Seolah-olah di Phnom Penh, semua mesti berinteraksi secara santun. Hal semacam demikian terjadi juga pada interaksi harian di tempat kerja. Satu aktivitas yang amat sulit diadaptasi oleh banyak banyak pendatang, khususnya jika mereka berasal dari kota-kota yang menekankan efisiensi dan komunikasi lugas sebagai sesama rekanan kerja. Betapa menjemukan, sebuah kota, yang menjadi pusat pemerintahan suatu negara, tanpa sedikitpun hiruk pikuk canda tawa dari penghuninya (BBC, 11 Oktober 2016).
Sejak tahun 2016, Kamboja telah berusaha keras untuk lahir kembali sebagai negeri tujuan, baik bagi para wisatawan, maupun bagi para investor properti. Dene mencatat, selama beberapa tahun terakhir, Phnom Penh mengalami peningkatan dari sektor pembangunan fasilitas. Kota yang sebelumnya tidak punya gedung pencakar langit, kini dipenuhi gedung-gedung baru yang menjulang tinggi, juga sejumlah mal besar dibangun secara cepat (BBC, 11 Oktober 2016).
Sebagai penutup, Kamboja mungkin belum sepenuhnya bisa menyediakan kebahagiaan secara lengkap kepada para pelancong. Namun, di tiap sudutnya, Phnom Penh bisa mengurai fakta sejarah, selintas demi selintas tentang dampak penerapan ideologi Marxisme-Leninisme-Maoisme. Masa lalu ini bagi Kamboja merupakan hal menyeramkan. Tidak banyak negara yang kuat menanggung prahara sedemikian dahsyat, seperti Kamboja.
Dalam sebuah film yang diperankan Antonio Banderas, yang berjudul Imagining Argentina, menceritakan tentang betapa kejam junta militer Argentina. Rezim tersebut berkuasa penuh terhadap rakyat kecil yang ditindas semena-mena.

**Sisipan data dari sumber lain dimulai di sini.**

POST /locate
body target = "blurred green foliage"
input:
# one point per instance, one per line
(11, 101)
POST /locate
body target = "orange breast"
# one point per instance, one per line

Tepat saat kisah berakhir, terdapat sebuah pesan penting, “Somewhere in the world today. Someone is (dissapearing).” Bahwa saat ini di suatu tempat, di dunia, seseorang tengah menghilang.
Sejarah penerapan Marxisme di Kamboja adalah pelajaran bagi kita semua, agar hal tersebut jangan sampai terjadi lagi di manapun dan kepada siapapun di muka bumi ini. Karena, setiap hari, masyarakat Kamboja masih terus berusaha dengan susah payah sembuh dari trauma sejarah, yang sangat kelam. Semoga, kelak di masa depan, masyarakat Kamboja dapat secara utuh menyembuhkan diri mereka dari sejarah kelam tersebut.
Referensi
Buku
Ismail, Taufiq. 2004. Katastrofi Mendunia. Jakarta: Yayasan Titik Infinitum.
Marx, Karl dan Ruge, Arnold. 1844. Deutsch–Französische. Paris: Rue Vanneau 22.
Internet
https://www.latimes.com/archives/la-xpm-1989-01-29-op-1666-story.html?_amp=true Diakses pada 9 November 2020, pukul 13.42 WIB.
https://www.bbc.com/worklife/article/20161010-a-booming-city-with-a-brutal-history Diakses pada 9 November 2020, pukul 22.32 WIB.

Resza Mustafa adalah seorang penulis. Ia aktif menulis sejak bergabung di Lembaga Pers Mahasiswa Hayamwuruk tahun 2013. Sempat bergabung dengan Gatra.com tahun 2019 dan menulis isu-isu politik perkotaan, pendidikan, dan sosial-budaya.